Last updated December 10, 2025

The Bezos Earth Fund is awarding $24.5 million in grants to safeguard coastal ecosystems across Costa Rica, Panama, Colombia, and Ecuador, marking a major step toward creating the planet’s first cross-border marine biosphere reserve, Reuters reports.
The largest grant, $13.85 million, will go to the nonprofit Re:wild, funding the creation and strengthening of coastal reserves and nursery zones for hammerhead sharks, turtles, and other marine species. “It’s an incredibly important area for migration of species. The only way you can protect this place is doing it in a transboundary way,” said Cristian Samper, head of nature at the Bezos Earth Fund.
Over the past two years, the four countries have tripled the size of protected seas to more than 600,000 square kilometers across 10 zones, with plans now to consolidate them into a single biosphere reserve. Samper added that discussions are underway for a similar reserve in the Pacific, potentially five times the size of the continental United States.

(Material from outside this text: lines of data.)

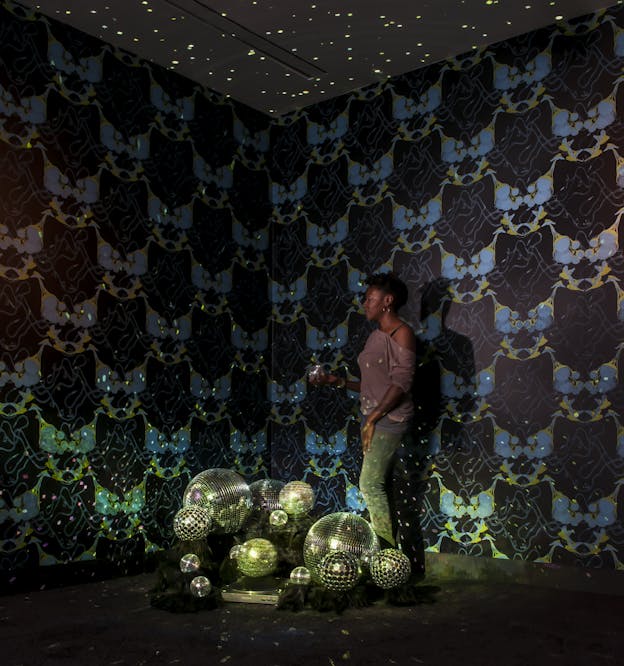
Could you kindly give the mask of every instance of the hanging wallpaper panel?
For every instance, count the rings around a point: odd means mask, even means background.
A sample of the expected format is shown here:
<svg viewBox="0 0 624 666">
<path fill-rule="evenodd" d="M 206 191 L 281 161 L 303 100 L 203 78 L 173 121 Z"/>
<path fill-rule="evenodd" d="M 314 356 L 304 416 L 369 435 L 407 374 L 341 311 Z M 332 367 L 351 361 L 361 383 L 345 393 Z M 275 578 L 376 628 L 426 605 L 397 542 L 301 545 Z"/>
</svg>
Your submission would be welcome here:
<svg viewBox="0 0 624 666">
<path fill-rule="evenodd" d="M 276 475 L 363 511 L 364 279 L 419 342 L 432 552 L 624 566 L 624 12 L 475 50 L 271 127 Z M 624 224 L 624 223 L 622 223 Z"/>
<path fill-rule="evenodd" d="M 268 120 L 0 5 L 0 570 L 166 548 L 269 470 Z M 7 573 L 8 572 L 8 573 Z"/>
</svg>

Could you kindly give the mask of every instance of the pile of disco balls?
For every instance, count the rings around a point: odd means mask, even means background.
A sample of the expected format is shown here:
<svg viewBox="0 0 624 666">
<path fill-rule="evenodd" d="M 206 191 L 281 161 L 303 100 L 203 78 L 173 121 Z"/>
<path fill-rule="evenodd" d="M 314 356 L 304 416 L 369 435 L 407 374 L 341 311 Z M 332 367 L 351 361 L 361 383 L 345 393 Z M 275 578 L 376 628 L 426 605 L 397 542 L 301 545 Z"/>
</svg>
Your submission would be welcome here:
<svg viewBox="0 0 624 666">
<path fill-rule="evenodd" d="M 202 598 L 215 592 L 214 581 L 204 575 L 207 563 L 202 562 L 200 552 L 205 551 L 197 548 L 193 552 L 194 545 L 211 535 L 231 535 L 236 543 L 228 556 L 242 579 L 273 576 L 280 554 L 271 535 L 303 518 L 309 520 L 314 501 L 314 491 L 304 481 L 263 479 L 247 484 L 229 469 L 199 473 L 186 487 L 183 505 L 173 519 L 176 537 L 189 547 L 178 564 L 188 577 L 190 594 Z M 267 517 L 270 530 L 244 538 L 246 523 L 254 512 Z M 394 548 L 381 550 L 370 523 L 353 513 L 332 513 L 311 522 L 301 550 L 285 581 L 291 586 L 347 592 L 368 577 L 387 590 L 404 584 L 411 573 L 409 559 Z"/>
</svg>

The grants are part of a broader $1 billion initiative to achieve the global goal of protecting 30% of the world’s land and oceans by 2030, in collaboration with 10 other philanthropies under the “Protecting Our Planet Challenge.” To date, the Bezos Earth Fund has deployed nearly $700 million, while the coalition has contributed over $3 billion toward the $5 billion target. A second round of grants for the Pacific region is expected in 2026.